В начале лета 1904 г. Иванов отправил в Шахматово, где в то время находился Блок, письмо, в котором сетовал на овладевшую им непонятную тоску. В ответном письме от 15 июня Блок совершенно неожиданно для своего друга констатировал: «Мы оба жалуемся на оскудение души. Но я ни за что, говорю вам теперь окончательно, не пойду врачеваться к Христу. Я его не знаю и не знал никогда. В этом отречении нет огня, одно голое отречение, то желчное, то равнодушное» [3, с. 105].

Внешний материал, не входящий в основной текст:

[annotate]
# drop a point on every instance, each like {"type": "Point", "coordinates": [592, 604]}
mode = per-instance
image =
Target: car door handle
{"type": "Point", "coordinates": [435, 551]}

Крайне огорченный таким ответом Иванов обвинил, прежде всего, самого себя (и это было характерно для его покаянного сердца) в неумении передавать другим людям свою любовь к Спасителю. Спустя годы, не в силах забыть случившееся, он утверждал, что прозвучавшие в том письме слова поэта, которые, как известно, «есть уже его дела», повлекли за собою «очень серьезные последствия в духе, а потом и в жизни души и тела» [16, с. 378]. Последствия сразу дали знать о себе. В стихотворении «Я живу в глубоком покое», датированном тем же числом, что и письмо – 15 июня 1904 г. – в блоковской поэзии впервые появился некий Другой: «я вдвоем с Другим по ночам». (Напомним признание Блока, сделанное им в конце жизни, что в финале «Двенадцати» должен бы оказаться не Христос, а тот самый Другой, но что он, поэт Александр Блок, «к сожалению», видел Христа). В том же стихотворении Другой назван «темнолицым».

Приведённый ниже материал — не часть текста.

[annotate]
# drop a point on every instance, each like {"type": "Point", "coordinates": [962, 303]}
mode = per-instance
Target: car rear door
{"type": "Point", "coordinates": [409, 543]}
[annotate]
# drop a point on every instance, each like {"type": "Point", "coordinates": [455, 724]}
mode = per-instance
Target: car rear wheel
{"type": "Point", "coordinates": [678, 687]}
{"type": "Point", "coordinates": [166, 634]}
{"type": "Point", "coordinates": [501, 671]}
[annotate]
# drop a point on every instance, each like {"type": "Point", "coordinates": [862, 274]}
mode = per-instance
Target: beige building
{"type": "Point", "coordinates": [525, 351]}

Тем не менее, новая фаза жизни, обозначенная пограничной чертой отречения от Христа, пока не пугала Блока, а веселила и неудержимо влекла к себе. В упомянутом письме Иванову он сообщал: «Отрицаясь, я чувствую себя бодрым, скинувшим груз, отдалившим расплату» [3, с. 105]. Друг с грустью комментирует: «Вместе с этим "грузом" спадают с него, как груз, – и латы, и вечерняя грусть "заоблачного воина": он бодро, решительно двинулся от заката в ночь» [16, с. 379].

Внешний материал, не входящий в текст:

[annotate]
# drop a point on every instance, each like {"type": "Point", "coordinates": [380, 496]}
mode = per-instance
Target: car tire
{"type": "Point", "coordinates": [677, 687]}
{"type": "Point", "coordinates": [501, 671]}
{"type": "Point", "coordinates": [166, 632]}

Через три дня, 18 июня, Иванов получает новое письмо от Блока, где свое «бегство» от Христа поэт оправдывает духом нынешнего «отчаянного времени» и признается: «Так хочется закусить удила и пьянствовать. Говорите, что на каком-нибудь повороте мне предстанет Галилеянин – пусть, но ради Бога, не теперь!» [3, с. 107].

Ситуация более чем понятная: Христос, христианская совесть мешают «свободе» пуститься во все тяжкие, и потому возникает решение: из души, из жизни – долой их, пусть исчезнут хотя бы на время греховного разгула, а там – будь что будет! Е. П. Иванов считал, что с этого времени во внутреннем мире поэта начал происходить невидимый поворот «обращения»: «"Не городской" Блок становится более городским, "заревой" – более ночным. Воздушный – более земным, рожденным в "бытие земли"…Теперь уж нет в нем той прежней "заоблачной" грусти вечерней, "перекрестка" и "распутья", нет "грустящего" – ни в нем, ни о нем… ибо, вступая в новый круг, он чувствовал себя бодро…» [16, с. 379]

Бодрость, похоже, была связана с тем, что «иго легкое» Христа казалось окончательно сброшенным, и пьянящая вольница освобожденной стихии завоевана в полной мере. Как у тех, двенадцати: «Свобода, свобода, эх, эх, без креста!»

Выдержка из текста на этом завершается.